Carlo Calcagni

Personal information
- Born: 30 October 1968 (age 57) Sorrento, Italy

Sport
- Country: Italy
- Sport: Para-athletics
- Disability class: T72

Medal record
Paralympic athletics
Representing Italy
World Championships
| Gold medal – first place | 2024 Kobe | 100 m |
| Gold medal – first place | 2025 New Delhi | 100 m |
| Gold medal – first place | 2025 New Delhi | 400 m |

= Carlo Calcagni =

Italian para-athlete (born 1968)

Carlo Fabio Marcello Calcagni (born 30 October 1968) is an Italian para-athlete, cyclist and officer in the Italian Army. In para-athletics, he competes in sprinting events at international track and field competitions. He has won medals at the World Para Athletics Championships and Invictus Games in sprinting. Prior to his para-athlete career, he previously served in the Italian Army.

==Military service==
Calcagni enlisted in Italian Army in January 1988. During his service, he would serve as a helicopter pilot and paratrooper. In 1996, he was dispatched on a peacekeeping mission in Bosnia and Herzegovina, where he breathed heavy metal powders.
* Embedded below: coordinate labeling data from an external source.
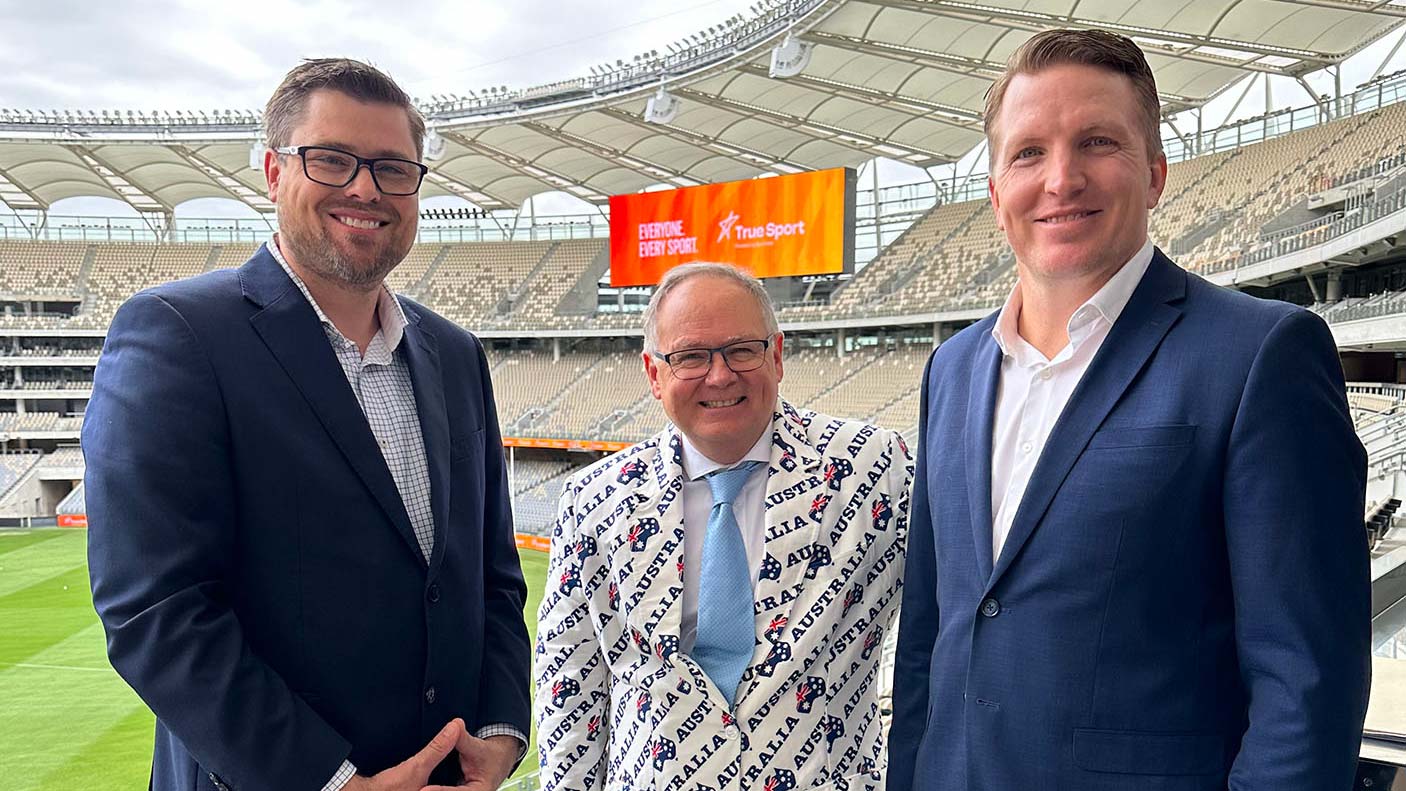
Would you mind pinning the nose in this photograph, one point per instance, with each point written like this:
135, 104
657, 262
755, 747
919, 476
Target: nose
363, 186
1065, 174
719, 374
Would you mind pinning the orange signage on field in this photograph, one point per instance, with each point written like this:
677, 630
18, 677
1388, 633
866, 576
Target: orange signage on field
778, 226
539, 543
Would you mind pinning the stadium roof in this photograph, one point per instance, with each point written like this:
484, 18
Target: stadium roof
899, 79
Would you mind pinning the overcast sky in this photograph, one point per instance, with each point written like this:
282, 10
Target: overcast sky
205, 55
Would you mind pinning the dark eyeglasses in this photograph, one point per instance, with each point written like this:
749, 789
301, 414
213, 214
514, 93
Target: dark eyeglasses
335, 167
695, 363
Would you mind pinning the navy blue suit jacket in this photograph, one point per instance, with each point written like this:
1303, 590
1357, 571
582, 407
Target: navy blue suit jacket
1183, 602
252, 561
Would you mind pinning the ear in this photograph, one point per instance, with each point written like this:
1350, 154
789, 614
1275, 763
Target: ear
1159, 180
996, 201
776, 354
653, 373
273, 170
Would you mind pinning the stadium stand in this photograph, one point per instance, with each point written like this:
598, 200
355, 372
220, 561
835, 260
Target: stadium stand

By 2002, Calcagni discovered that he had fallen ill; this resulted him being diagnosed with numerous neurological diseases and retired from the army in 2007.
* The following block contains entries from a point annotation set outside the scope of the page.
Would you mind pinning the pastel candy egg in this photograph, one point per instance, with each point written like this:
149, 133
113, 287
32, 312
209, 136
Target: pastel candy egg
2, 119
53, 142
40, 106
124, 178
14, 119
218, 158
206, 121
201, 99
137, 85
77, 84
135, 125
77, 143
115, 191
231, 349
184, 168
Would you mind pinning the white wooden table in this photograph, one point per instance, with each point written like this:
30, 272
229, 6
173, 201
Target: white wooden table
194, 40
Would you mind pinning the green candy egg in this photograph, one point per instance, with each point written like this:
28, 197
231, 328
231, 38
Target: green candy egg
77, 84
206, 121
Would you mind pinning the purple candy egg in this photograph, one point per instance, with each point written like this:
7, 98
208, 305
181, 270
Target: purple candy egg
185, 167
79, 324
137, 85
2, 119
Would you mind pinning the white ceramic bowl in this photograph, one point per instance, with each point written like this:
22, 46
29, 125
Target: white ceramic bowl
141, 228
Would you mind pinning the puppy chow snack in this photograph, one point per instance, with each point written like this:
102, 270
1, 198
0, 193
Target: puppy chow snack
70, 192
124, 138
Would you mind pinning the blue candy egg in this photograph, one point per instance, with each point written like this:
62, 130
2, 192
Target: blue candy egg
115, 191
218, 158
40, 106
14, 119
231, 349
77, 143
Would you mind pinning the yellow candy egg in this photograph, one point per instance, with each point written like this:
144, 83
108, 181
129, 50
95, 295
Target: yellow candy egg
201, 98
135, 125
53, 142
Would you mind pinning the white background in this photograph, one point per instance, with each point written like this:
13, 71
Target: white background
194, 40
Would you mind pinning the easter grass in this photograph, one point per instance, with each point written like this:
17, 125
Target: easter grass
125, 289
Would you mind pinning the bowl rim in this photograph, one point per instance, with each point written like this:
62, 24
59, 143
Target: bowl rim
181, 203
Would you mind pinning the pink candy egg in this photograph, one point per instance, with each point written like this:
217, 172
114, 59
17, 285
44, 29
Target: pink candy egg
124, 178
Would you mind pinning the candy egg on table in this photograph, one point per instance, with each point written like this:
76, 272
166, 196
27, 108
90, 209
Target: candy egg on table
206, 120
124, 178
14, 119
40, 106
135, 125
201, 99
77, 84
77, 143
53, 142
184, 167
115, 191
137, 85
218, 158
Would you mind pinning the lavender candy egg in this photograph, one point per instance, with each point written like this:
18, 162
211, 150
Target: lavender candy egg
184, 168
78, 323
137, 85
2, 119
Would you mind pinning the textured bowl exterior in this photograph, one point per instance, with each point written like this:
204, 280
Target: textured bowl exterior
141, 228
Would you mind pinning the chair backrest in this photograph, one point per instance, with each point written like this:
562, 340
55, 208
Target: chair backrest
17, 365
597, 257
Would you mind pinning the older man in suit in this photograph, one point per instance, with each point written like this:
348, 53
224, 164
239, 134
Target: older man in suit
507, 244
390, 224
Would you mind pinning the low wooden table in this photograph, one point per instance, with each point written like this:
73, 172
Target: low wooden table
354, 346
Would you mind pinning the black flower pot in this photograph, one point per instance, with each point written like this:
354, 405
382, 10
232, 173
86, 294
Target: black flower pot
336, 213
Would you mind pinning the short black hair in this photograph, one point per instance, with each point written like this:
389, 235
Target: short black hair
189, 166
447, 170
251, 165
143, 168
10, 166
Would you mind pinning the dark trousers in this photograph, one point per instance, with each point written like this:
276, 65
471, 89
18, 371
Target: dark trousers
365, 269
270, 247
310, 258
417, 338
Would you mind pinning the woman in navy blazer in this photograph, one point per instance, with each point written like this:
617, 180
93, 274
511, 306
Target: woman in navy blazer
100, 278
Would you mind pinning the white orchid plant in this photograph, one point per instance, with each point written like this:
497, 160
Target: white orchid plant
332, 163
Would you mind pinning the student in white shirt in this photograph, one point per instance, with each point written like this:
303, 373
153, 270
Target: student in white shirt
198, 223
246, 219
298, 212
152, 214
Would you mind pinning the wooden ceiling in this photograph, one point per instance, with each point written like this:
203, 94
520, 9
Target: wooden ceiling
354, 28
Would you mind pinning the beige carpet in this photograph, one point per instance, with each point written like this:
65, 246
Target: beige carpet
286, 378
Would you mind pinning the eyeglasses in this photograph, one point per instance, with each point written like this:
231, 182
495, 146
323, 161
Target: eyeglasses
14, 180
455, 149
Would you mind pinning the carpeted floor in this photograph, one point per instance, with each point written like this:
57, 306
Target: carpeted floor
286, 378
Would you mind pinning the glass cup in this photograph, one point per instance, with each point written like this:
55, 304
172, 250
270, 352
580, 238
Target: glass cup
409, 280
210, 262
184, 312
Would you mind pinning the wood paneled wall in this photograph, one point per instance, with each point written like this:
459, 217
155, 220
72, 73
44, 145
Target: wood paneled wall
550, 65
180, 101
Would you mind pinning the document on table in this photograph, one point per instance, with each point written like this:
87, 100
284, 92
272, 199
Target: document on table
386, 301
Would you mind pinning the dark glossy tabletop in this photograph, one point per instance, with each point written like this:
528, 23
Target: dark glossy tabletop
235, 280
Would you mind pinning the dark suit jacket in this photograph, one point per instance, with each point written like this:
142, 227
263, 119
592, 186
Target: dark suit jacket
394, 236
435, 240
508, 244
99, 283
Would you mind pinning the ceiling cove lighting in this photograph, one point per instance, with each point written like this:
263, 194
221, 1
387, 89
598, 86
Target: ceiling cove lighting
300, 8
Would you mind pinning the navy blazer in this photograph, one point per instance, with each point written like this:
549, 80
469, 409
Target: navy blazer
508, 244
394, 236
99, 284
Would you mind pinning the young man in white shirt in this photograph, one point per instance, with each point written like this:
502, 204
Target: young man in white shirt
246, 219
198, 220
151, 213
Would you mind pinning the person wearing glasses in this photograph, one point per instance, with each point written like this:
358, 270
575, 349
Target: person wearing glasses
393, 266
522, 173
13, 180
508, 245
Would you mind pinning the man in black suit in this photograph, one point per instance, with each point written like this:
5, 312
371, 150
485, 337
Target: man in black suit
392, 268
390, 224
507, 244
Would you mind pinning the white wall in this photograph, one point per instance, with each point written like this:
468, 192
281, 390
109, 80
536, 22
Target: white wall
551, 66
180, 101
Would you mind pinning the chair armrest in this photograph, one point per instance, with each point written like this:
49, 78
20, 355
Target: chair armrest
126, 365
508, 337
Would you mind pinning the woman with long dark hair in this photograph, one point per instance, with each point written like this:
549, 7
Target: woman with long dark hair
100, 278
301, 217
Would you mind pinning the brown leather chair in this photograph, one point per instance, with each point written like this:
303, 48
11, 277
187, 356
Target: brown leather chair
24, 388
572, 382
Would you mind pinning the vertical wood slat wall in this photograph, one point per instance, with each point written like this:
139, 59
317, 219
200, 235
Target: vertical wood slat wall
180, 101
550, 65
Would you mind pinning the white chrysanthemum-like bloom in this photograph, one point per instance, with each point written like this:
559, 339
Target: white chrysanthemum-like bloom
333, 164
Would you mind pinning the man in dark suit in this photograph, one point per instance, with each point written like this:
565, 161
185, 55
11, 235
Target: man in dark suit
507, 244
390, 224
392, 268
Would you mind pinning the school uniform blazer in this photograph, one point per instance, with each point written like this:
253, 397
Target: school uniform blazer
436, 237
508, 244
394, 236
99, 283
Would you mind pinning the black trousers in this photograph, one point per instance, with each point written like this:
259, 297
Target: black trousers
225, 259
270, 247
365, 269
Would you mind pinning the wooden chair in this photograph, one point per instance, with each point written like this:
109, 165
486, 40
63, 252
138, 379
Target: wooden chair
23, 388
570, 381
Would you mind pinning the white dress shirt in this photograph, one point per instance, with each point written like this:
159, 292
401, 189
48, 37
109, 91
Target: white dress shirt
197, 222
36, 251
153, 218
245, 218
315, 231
During his time in the army, he held the rank of colonel.

==Athletic career==
In 1996, while still in the army, Calcagni competed in cycling. He retired from cycling in 2010 due to his recurring ill health. He returned four years later, this time as a paracyclist. In 2015, he won two gold medals at the Paracycling World Cup.

At the 2024 World Para Athletics Championships, Calcagni competed in the 100 metres, where he won his first gold medal. He competed at the 2025 World Para Athletics Championships, where he won two gold medals in the 400 metres and 100 metres.